I think the answers and comments posted here are somewhat not complete about how -시죠/시지요 is used. It does mark questions in some circumstances, but it can also act as a highly formal suggestion. 주무시지요 means almost always "Please go to bed", not "Are you sleeping?" since a sleeping person is not expected to answer that.

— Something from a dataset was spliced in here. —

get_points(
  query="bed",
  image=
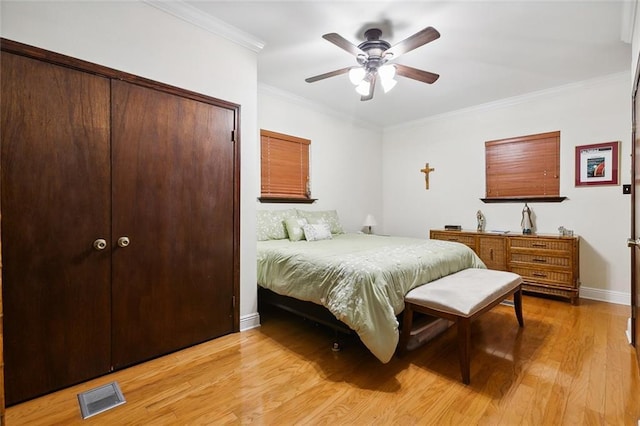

On contrary, 지루하시죠 always means "You are bored, aren't you?" not a suggestion to get bored because such suggestion is absurd and not anything achievable voluntarily.
While -시지요 itself can be either question or suggestion, and in most cases you need research as @Nontofull pointed out, it is clearly a question in this context, because of the negation, 안.
Though I'm not a linguist, let me demonstrate in my ability.
- 강아지 키우시지요
- 강아지 안 키우시지요
- 강아지 키우지 마시지요
(BTW, 강아지 is more apt to be translated into puppy rather than dog, which is 개.)
1 can be interpreted in both ways; it can be interpreted as "Do you raise a puppy?" or "I suggest you to raise a puppy." and it requires intonation and context to be understood correctly.
2 can only be understood as a question, since 안 means somewhat descriptive on the situation. You cannot suggest someone to "currently not raise a puppy." It is a strict question.
3 can only be understood as a suggestion, since 마-, or dictionary form 말다, means forbid. You cannot ask someone if they forbade to raise a puppy (it makes some sense in English, but it's because of translation and this is not even remotely making any sense in Korean for this to be a question).
So there you have it. "강아지 안 키우시죠" is translated as "You don't have a dog, do you?" If you see 안 -시죠 at the end of the sentence, I can say it is almost certain (I can't think of a counterexample.) it is a question, not a suggestion.